Receio que ele esteja tão perdido
que esta ajuda a destempo vá prestada,
por tudo o que no céu eu tenho ouvido.
(DANTE ALIGHIERI, 1984, p. 114).
Virgílio é homem de grande sabedoria e valor. Estava no inferno apenas porque, tendo nascido antes de Cristo, não pôde seguir o rito da Igreja Católica e, portanto, conhecer o Deus dessa religião. Virgílio, chamado "mestre", leva o poeta pelo Inferno e pelo Purgatório, deixando-o às portas do Paraíso, onde não poderia entrar.[1] Desse ponto em diante, até Deus, é a Beatriz que caberá guiar o poeta.
Beatriz não precisou que a Divina Comédia fosse escrita para que tivesse um assento junto a Deus; em Vida nova é enunciado que Beatriz está no "grande século", o Paraíso. Por volta de 1092, sob o impacto da morte da musa, Dante concluiu Vida Nova.

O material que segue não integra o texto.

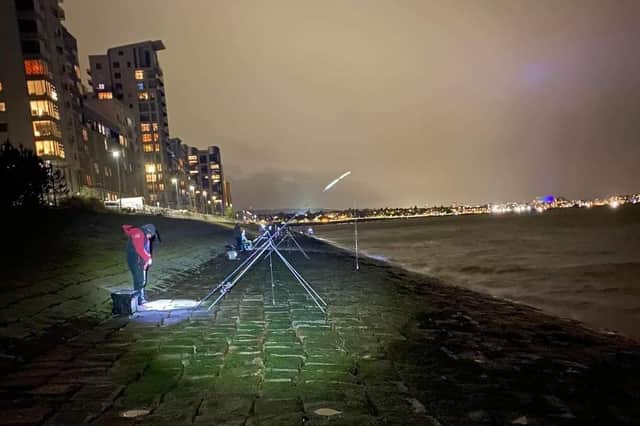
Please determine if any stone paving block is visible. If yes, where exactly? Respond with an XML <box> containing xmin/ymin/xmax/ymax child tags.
<box><xmin>357</xmin><ymin>359</ymin><xmax>401</xmax><ymax>383</ymax></box>
<box><xmin>43</xmin><ymin>409</ymin><xmax>93</xmax><ymax>425</ymax></box>
<box><xmin>265</xmin><ymin>368</ymin><xmax>299</xmax><ymax>381</ymax></box>
<box><xmin>216</xmin><ymin>373</ymin><xmax>261</xmax><ymax>395</ymax></box>
<box><xmin>266</xmin><ymin>355</ymin><xmax>302</xmax><ymax>370</ymax></box>
<box><xmin>261</xmin><ymin>380</ymin><xmax>298</xmax><ymax>400</ymax></box>
<box><xmin>0</xmin><ymin>406</ymin><xmax>52</xmax><ymax>425</ymax></box>
<box><xmin>195</xmin><ymin>395</ymin><xmax>253</xmax><ymax>423</ymax></box>
<box><xmin>252</xmin><ymin>397</ymin><xmax>303</xmax><ymax>419</ymax></box>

Os poemas que compõem a obra vinham sendo tornados públicos desde 1083. Criou-se inclusive uma certa curiosidade sobre a identidade dessa musa que vinha inspirando tão belos versos, musa essa sempre associada ao amor e, a partir de certo momento, divinizada pelo poeta, que, antes da morte da morte de Beatriz, dizia:
Um anjo clama na razão divina,
E diz: "Senhor, entende-se, no mundo,
Que seja maravilha o que provém
De uma alma tal que até no céu resplandece".